China's Suning Holdings Group and German software company SAP have partnered to conduct research in artificial intelligence (AI), Internet of Things (IoT), big data, cloud computing, and blockchain technologies in China's retail, financial, and sports sectors.
The agreement, signed by Suning Holdings Group chairman Zhang Jindong and Digital Business Services Organisation leader at SAP Michael Kleinemier, will see the companies conduct R&D of "small retail innovations" and explore the application of "digitised economy technology".
This will include establishing a platform for China's retail industry through supply chain solutions such as store management, product sourcing, logistics, and payment services for retail SMEs.

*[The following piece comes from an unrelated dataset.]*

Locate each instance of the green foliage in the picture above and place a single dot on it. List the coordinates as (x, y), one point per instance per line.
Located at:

They will also focus on "intelligent warehousing and delivery", and in the sports sector, the companies said they will create a digitised platform for Chinese football clubs and youth training systems to help development of the sport.
Also announced this week, Suning Logistics has signed a self-driving vehicle partnership with Baidu Apollo for logistics development in China.
Announced at the Baidu Create 2018 event in Beijing, the companies revealed an unmanned delivery vehicle called the "MicroCar", which is equipped with Baidu's L-class intelligence system and designed to solve "the last 5km delivery problems", according to Suning.
Suning also introduced its smart logistics system, including Mobile Distribution for a self-driving distribution car and a fixed distribution route; Smart Community for a self-driving car and automatic picking-up cabinet; and Local Instant Delivery for self-driving vehicle delivery between Suning convenience stores and the customer, which the company aims to make its first service to use self-driving tech.
The company completed a road test of its heavy-duty self-driving "Strolling Dragon" truck in May this year, and in the previous month launched its Automated Guided Vehicles warehouse in Jinan, which uses robots to speed up warehouse processes.
Also using self-driving technologies for logistics is Elon Musk's Tesla, which in November last year revealed the semi-autonomous electric Semi truck, able to cover 500 miles on a single charge.
The delivery truck, which is priced between $150,000 and $180,000 depending on the mile range, has been ordered by companies including United Parcel Service, PepsiCo, Sysco, Anheuser-Busch, DHL, and Walmart.
Rio Tinto, meanwhile, got accreditation in May to commercially operate its autonomous fleet of two-storey-building-sized trains for ion ore delivery in Western Australia.